The role of technology in research becomes more refined as time goes on. Without doubt, there is a type of digital tool that can enhance any academic field today, from comparative literature to engineering and on to exercise science.
It can be argued that the role software technology plays for historians can be divided into two categories, it’s use ‘during research’ and ‘while researching’. This distinction, which upon first glance seems trivial, was however, never as ‘real’ as it is today. In other words, historians have a unique option in the digital age to use technology to conduct their research and also to share it while the research is ongoing for some very beneficial collaborative, developmental and marketing reasons. The work that leads up to a final historical contribution could be chronicled with ‘bonus features’ that show what was discovered and how. The ‘deleted scenes’ of a dissertation or chronicle are not unimportant; historians sometimes change direction to satisfy a new curiosity.
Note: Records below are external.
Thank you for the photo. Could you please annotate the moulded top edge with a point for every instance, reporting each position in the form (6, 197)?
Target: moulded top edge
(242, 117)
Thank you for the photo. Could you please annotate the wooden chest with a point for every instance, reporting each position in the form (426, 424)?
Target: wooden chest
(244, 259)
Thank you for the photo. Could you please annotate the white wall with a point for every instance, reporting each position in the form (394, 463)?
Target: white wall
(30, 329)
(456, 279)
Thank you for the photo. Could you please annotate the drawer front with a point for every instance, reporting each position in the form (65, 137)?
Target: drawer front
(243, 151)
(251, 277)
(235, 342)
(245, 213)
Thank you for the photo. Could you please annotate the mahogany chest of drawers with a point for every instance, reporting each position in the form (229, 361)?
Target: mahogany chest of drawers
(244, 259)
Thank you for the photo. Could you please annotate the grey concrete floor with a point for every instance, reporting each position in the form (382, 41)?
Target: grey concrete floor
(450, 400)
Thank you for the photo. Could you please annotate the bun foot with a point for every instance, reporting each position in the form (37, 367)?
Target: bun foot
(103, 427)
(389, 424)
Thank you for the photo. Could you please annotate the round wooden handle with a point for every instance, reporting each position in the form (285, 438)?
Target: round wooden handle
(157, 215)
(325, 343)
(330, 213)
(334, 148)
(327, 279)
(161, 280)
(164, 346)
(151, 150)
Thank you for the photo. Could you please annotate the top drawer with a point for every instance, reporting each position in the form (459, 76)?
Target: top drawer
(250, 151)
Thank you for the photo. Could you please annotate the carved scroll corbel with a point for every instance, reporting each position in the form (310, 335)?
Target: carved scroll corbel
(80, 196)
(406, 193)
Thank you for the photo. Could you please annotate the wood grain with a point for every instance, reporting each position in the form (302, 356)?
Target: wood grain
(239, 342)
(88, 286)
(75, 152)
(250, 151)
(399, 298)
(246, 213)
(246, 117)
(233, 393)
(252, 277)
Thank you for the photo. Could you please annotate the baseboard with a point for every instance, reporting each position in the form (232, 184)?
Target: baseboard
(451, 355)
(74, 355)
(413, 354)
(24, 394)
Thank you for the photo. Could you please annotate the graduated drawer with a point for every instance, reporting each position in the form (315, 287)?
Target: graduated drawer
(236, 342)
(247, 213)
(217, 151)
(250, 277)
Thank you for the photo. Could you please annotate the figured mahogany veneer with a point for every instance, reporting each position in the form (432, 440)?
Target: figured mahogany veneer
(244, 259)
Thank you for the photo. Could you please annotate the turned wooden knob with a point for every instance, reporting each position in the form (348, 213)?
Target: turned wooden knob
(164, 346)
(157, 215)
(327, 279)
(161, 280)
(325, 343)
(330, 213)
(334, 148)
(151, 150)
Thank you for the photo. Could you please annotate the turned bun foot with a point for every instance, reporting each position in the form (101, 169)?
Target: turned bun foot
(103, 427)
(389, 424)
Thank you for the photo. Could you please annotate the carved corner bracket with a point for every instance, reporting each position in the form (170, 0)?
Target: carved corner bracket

WordPress is a CMS (content management system) that meets the needs of documenting and disseminating historians’ work. This component of research allows scholars to not just ‘share’ the focus of their current project, but also to allow the evolution of ideas to do what it does best–to open new paths for gaining insight. Our field of World History has undergone many ‘overhauls’ over the decades; one catalyst today for the exploration and inclusion of the formerly marginalized sub-histories is our current technology.
WordPress provides all of the hoped for simplicity in terms of setting up a website dedicated to a historical endeavor. The feedback from other scholars and educators is present from the start and the support needed to run a digital forum is optimal. This part of the software phenomenon that we all witnessed this decade is sound, accessible and a motivation to communicate online with others trained in our discipline.